Un ancien haut responsable rwandais a été jugé à Paris lundi, accusé de complicité dans le génocide de la nation africaine, la personnalité la plus haut placée qui n’a pas encore été traduite en justice en France pour les massacres de 1994.
L’affaire Laurent Bucyibaruta est la quatrième du génocide rwandais à être portée devant les tribunaux en France, qui a longtemps été sous la pression des militants pour agir contre les auteurs présumés qui s’étaient réfugiés sur le sol français.
On estime que 800 000 Tutsis et Hutus modérés ont péri en 100 jours de massacre en 1994 au cours desquels des miliciens hutus ont massacré des Tutsis se cachant dans des églises et des écoles.
En cours de procès pour génocide, complicité de génocide et complicité de crimes contre l’humanité, Bucyibaruta encourt une peine d’emprisonnement à perpétuité s’il est reconnu coupable.
L’homme de 78 ans, qui souffre de problèmes de santé, est entré dans la salle d’audience en fauteuil roulant, une canne à la main.
Bucyibaruta, d’une voix rauque, a demandé s’il pouvait rester assis, comme l’a proposé le président du tribunal.
Au coeur de l’affaire se trouvent plusieurs réunions « de sécurité », soit ordonnées par Bucyibaruta, soit auxquelles il a participé. L’accusation dit qu’il s’agissait de séances de planification d’abattage.

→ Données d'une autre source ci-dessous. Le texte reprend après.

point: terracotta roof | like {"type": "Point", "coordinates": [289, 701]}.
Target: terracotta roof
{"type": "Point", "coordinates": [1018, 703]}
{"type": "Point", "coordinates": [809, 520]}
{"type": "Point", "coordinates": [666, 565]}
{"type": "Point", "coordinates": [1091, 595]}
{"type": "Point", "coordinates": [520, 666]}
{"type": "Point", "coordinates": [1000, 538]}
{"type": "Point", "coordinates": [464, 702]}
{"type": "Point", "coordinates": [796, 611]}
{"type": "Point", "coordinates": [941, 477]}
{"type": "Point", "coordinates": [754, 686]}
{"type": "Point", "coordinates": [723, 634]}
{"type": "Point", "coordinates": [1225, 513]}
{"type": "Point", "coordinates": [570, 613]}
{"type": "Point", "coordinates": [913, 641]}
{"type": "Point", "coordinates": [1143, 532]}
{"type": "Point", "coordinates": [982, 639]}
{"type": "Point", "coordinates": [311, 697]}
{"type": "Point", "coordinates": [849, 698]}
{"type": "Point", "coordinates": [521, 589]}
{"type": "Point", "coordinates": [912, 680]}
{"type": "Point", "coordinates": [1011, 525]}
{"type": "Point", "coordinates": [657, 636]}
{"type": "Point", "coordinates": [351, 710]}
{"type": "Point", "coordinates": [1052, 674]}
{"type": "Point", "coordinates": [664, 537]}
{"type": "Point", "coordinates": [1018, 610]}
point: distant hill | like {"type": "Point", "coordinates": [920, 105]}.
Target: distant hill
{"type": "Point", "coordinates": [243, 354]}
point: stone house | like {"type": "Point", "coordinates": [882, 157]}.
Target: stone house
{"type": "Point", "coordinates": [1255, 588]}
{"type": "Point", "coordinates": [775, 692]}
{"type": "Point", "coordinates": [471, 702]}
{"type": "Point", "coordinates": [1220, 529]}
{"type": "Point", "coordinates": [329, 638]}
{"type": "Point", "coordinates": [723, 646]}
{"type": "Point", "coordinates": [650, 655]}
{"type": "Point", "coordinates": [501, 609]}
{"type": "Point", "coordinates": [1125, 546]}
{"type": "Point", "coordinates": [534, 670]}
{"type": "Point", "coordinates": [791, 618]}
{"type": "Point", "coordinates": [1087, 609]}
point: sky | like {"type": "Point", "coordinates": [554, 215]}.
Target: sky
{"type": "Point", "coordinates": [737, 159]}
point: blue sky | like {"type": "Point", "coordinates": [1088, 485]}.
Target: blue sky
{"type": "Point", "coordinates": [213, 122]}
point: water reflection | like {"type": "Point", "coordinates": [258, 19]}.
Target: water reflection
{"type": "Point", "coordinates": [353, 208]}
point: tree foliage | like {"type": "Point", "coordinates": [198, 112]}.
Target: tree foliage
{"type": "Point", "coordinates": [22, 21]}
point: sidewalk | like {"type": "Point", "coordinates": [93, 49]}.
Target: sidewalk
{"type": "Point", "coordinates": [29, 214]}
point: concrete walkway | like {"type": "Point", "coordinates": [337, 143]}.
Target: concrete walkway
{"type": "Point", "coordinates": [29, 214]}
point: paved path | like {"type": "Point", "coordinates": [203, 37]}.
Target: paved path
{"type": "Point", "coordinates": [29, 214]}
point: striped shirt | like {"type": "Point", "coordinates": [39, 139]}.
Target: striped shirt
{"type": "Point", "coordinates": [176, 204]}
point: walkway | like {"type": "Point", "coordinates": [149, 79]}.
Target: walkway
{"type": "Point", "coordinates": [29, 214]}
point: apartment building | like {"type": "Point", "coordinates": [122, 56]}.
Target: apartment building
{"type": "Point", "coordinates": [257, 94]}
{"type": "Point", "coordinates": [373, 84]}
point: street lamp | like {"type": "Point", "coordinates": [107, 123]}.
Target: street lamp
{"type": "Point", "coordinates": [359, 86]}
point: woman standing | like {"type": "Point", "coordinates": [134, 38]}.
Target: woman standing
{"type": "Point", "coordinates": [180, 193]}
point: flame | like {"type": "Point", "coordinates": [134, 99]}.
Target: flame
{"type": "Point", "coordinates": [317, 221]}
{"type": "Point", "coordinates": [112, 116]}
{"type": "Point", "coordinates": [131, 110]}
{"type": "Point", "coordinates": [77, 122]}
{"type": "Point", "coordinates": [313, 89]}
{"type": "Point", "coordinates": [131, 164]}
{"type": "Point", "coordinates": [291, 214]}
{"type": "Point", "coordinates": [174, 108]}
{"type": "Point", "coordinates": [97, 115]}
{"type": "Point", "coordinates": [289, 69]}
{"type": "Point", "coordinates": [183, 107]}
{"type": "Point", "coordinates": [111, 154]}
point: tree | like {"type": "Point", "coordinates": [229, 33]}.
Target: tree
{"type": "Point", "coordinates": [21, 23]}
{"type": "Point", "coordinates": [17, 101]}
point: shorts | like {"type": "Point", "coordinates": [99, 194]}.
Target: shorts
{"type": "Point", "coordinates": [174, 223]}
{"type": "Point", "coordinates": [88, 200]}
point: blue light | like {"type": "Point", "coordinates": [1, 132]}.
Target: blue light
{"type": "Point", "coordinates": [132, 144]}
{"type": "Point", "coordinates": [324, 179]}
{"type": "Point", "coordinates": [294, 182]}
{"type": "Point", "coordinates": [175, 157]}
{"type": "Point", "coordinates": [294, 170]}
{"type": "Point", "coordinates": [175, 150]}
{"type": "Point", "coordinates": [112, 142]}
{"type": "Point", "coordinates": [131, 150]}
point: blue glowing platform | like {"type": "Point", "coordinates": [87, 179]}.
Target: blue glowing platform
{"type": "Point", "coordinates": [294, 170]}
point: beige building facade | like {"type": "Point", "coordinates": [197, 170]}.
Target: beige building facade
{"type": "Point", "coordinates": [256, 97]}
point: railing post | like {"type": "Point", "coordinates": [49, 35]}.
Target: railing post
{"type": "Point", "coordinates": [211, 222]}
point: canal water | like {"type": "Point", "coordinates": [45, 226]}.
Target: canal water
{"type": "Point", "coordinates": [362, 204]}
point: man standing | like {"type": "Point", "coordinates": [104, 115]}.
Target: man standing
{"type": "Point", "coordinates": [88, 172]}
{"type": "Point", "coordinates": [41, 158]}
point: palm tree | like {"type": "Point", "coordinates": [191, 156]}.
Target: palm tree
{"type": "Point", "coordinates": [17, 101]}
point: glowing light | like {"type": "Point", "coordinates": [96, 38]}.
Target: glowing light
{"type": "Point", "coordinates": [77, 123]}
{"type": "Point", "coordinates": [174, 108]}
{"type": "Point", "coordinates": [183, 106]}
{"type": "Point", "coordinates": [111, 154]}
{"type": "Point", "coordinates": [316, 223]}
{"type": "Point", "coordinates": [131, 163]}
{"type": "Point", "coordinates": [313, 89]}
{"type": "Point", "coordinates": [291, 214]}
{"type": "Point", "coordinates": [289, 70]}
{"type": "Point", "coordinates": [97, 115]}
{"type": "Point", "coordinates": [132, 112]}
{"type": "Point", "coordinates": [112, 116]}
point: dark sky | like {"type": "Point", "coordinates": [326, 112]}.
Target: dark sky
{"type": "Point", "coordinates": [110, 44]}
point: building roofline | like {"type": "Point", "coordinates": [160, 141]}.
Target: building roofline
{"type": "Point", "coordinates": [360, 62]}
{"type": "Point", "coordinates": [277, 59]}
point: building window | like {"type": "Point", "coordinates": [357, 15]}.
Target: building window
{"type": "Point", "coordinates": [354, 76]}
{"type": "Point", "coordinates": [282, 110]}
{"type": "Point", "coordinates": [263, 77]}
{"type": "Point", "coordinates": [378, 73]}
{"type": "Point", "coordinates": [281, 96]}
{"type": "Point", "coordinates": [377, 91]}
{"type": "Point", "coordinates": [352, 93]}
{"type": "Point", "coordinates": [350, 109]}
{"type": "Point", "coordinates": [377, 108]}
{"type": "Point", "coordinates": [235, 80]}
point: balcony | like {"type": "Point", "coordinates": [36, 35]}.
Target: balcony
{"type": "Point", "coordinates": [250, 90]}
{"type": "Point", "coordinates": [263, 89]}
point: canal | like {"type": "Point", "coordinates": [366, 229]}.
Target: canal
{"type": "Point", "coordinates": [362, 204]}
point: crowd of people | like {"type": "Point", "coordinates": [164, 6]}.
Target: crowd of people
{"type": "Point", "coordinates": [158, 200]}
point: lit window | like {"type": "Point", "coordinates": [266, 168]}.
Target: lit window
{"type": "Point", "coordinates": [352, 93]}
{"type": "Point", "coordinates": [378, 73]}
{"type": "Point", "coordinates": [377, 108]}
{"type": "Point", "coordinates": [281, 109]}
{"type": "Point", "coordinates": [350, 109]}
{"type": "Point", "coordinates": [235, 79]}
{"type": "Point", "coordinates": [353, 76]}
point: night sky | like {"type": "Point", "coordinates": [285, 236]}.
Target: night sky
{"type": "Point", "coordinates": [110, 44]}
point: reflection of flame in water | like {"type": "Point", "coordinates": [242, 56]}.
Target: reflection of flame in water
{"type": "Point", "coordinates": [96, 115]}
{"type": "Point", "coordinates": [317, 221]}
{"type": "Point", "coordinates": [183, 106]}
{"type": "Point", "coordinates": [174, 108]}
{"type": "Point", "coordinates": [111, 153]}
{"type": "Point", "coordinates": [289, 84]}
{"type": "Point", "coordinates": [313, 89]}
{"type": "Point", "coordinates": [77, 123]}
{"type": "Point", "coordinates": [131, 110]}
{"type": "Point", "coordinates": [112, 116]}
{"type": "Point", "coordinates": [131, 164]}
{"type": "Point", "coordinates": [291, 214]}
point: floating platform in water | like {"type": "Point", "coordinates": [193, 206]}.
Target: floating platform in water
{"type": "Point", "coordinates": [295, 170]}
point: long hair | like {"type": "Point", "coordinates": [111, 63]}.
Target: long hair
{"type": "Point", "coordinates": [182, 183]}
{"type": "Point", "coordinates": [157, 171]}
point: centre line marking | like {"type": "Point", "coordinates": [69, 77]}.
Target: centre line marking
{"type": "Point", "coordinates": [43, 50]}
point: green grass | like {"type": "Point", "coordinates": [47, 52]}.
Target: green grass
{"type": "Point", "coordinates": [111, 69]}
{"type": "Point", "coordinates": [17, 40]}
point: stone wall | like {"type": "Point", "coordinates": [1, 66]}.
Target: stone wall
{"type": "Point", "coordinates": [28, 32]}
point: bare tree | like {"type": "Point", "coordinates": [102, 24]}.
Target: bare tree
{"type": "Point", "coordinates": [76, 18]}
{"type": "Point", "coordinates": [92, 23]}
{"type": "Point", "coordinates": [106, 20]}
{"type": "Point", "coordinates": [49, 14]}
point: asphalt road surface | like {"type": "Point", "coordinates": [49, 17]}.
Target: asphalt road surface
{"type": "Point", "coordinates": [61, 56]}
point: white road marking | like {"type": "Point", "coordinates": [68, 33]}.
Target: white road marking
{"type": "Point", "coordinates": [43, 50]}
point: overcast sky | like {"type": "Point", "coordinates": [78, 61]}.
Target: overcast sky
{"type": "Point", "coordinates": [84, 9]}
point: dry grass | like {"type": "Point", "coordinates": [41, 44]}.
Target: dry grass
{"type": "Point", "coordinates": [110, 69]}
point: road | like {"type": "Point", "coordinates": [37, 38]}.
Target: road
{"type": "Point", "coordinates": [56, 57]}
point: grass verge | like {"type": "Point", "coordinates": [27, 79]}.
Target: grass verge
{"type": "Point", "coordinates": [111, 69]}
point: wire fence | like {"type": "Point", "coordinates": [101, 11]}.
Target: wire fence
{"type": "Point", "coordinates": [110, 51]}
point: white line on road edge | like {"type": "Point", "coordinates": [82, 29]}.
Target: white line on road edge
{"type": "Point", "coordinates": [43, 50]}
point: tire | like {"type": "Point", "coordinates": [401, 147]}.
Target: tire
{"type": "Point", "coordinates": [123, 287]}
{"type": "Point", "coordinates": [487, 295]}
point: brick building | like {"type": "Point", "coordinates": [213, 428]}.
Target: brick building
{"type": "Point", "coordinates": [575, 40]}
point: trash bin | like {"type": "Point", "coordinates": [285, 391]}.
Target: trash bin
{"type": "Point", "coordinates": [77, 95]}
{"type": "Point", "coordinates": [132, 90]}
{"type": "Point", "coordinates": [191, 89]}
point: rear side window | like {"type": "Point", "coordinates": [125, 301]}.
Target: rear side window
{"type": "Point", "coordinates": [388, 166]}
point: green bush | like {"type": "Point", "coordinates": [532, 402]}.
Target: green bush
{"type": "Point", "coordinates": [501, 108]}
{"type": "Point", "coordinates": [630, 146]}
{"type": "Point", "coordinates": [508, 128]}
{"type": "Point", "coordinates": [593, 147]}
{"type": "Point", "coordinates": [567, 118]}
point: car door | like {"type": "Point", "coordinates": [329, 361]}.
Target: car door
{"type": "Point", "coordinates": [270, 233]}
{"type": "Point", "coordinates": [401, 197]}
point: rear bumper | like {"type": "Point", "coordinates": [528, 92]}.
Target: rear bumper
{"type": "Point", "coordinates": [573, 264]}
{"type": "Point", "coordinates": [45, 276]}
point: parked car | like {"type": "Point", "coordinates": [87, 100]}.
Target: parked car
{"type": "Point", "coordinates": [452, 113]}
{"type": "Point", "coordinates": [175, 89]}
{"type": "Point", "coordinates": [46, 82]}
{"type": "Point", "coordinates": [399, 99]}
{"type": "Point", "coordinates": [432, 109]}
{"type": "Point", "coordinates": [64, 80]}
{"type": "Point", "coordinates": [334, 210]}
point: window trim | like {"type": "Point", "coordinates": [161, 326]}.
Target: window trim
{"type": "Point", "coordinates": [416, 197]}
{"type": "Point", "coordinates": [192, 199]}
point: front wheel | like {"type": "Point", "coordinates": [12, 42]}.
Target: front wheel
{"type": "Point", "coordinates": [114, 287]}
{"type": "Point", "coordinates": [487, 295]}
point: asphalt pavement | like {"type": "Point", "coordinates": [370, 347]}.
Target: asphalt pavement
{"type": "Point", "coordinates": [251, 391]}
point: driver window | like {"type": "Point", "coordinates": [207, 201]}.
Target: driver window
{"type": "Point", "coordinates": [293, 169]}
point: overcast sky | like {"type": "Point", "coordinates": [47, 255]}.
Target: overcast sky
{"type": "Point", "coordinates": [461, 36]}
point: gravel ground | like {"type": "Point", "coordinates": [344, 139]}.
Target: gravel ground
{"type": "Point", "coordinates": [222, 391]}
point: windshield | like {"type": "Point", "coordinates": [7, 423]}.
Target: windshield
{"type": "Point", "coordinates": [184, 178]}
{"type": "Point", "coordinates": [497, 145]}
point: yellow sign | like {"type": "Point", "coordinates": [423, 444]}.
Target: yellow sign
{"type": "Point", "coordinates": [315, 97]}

Des dizaines de milliers de morts
L’ancien préfet de la province méridionale de Gikongoro est notamment accusé d’avoir persuadé des milliers de personnes de se réfugier au lycée technique de Murambi, en leur promettant nourriture, eau et protection.
Mais quelques jours plus tard, aux premières heures du 21 avril, des dizaines de milliers de Tutsis ont été exécutés dans l’un des épisodes les plus sombres du génocide.
Le tribunal discutera également de la responsabilité de Bucyibaruta dans le massacre d’environ 90 élèves tutsis à l’école Marie Merci de Kibeho le 7 mai et dans l’exécution de prisonniers tutsis – dont trois prêtres – à la prison de Gikongoro.
Bucyibaruta nie les accusations et réfute toute implication dans les tueries. Ses avocats vont d’abord demander le non-lieu pour délais déraisonnables, la procédure ayant débuté il y a 22 ans.
Mais si cela échoue, la défense de Bucyibaruta a déclaré à l’AFP qu’elle demanderait son acquittement.
Le procès devrait durer deux mois et présenter plus de 100 témoins, dont des survivants du Rwanda, qui ont survolé ou comparaîtront par vidéoconférence.
Bucyibaruta, qui est en France depuis 1997 et sous contrôle judiciaire, souffre de myriades de problèmes de santé qui devraient limiter les audiences à sept heures par jour.
Quatre personnes dans trois affaires ont déjà été condamnées par les tribunaux français pour génocide : un ancien chauffeur d’hôtel condamné à 14 ans de prison, un officier de l’armée emprisonné à 25 ans et deux maires condamnés à perpétuité.